Tour de Belgique : Campenaerts remporte l’étape, Evenepoel conforte sa tunique

Cette quatrième étape du Tour de Belgique formait une boucle autour de la Seraing sur un terrain difficile et propice à renverser le classement général. Au terme d’une course finalement assez terne, c’est Victor Campenaerts qui s’impose dans un sprint à trois face à Andreas Kron et un monstrueux Remco Evenepoel, qui conforte son maillot. 

En raison du sprint intermédiaire placé dix kilomètres après le départ, personne ne parvient à prendre le large pendant les premières minutes de course. Il faut attendre le pied de la première difficulté du jour pour enfin voir un groupe se détacher. Six coureurs parviennent à prendre une trentaine de secondes d’avance, parmi lesquels Victor Campenaerts, Quinten Hermans, Gianni Marchand, Andreas Kron, Jimmy Turgis ou Cyril Lemoine. Derrière, Julien Antomarchi tente de faire le jump, mais il est rapidement contrôlé par un peloton mené à vive allure par la Deceuninck-Quickstep du leader Remco Evenepoel. Dans les reliefs suivants, Cyril Lemoine perd le contact avec la tête, alors que dans le peloton Alex Kirsch (Trek-Segafredo) doit abandonner après une chute. Il était 5e du général. Le peloton relâche finalement la poursuite, et le groupe de tête peut enfin prendre du champ. Ce ralentissement donne des idées à certains, et Jerôme Baugnies (Wanty- Groupe Gobert), Julian Van den Brande (Tarteletto-Isorex), Dries De Bondt (Corendon Circus), Benjamin Declercq (Sport Vlaanderen-Baloise) et Christophe Masson (Roubaix) partent en contre.

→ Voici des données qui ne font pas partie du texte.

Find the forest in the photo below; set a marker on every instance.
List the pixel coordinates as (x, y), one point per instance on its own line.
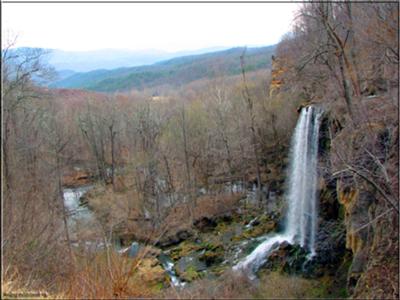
(253, 173)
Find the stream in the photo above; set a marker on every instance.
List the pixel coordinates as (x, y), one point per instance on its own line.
(82, 218)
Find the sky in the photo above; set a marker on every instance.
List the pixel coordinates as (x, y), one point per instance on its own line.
(134, 26)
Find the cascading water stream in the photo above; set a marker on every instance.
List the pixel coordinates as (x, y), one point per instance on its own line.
(302, 193)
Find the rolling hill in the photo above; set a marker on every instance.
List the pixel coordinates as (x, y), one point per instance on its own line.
(174, 72)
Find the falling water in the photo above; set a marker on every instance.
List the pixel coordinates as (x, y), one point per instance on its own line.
(302, 196)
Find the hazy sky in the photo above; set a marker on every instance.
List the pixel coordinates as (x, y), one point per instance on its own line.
(168, 27)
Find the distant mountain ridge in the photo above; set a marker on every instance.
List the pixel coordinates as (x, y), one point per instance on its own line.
(175, 71)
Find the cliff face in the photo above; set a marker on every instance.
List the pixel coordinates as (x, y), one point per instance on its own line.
(363, 160)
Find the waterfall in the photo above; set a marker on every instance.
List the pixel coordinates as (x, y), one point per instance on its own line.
(301, 218)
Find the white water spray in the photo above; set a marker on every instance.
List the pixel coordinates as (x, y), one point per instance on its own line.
(301, 219)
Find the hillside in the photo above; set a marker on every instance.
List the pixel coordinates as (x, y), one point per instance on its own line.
(175, 72)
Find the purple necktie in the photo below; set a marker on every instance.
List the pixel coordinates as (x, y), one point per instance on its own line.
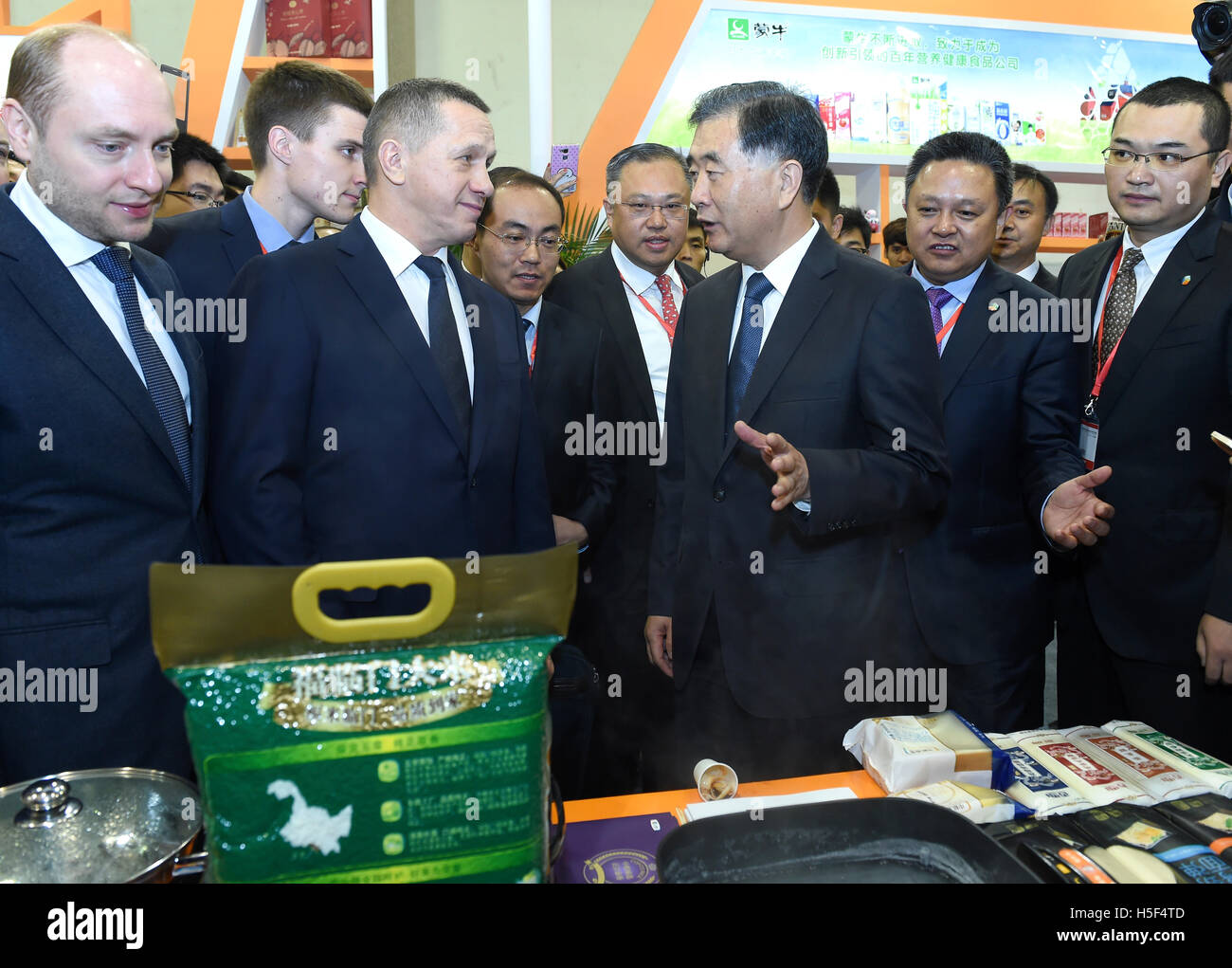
(936, 299)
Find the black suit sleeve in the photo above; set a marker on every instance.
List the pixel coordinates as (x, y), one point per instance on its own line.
(595, 511)
(904, 472)
(262, 425)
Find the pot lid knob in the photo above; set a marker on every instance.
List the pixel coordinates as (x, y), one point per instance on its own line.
(47, 802)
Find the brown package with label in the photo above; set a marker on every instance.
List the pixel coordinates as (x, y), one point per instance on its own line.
(350, 28)
(295, 27)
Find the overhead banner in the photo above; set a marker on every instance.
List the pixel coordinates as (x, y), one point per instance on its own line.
(883, 82)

Les coureurs arrivent alors au pied de la fameuse côte de la Redoute, dans laquelle Ben Hermans (Israel Cycling) tente de s’extirper du peloton. Sa tentative est rapidement contrôlée, mais cela a tout de même pour effet d’annuler la fugue des cinq coureurs en contre. La course arrive ensuite dans la première ascension de la Roche aux Faucons, mais personne ne semble vouloir accélérer dans le peloton. Au premier passage sur la ligne, l’écart n’est plus que de 1’15” avec les hommes de tête. A ce moment là, le leader Remco Evenepoel ne peut plus compter que sur Eros Capecchi et Peter Serry, alors qu’il reste encore près de vingt kilomètres.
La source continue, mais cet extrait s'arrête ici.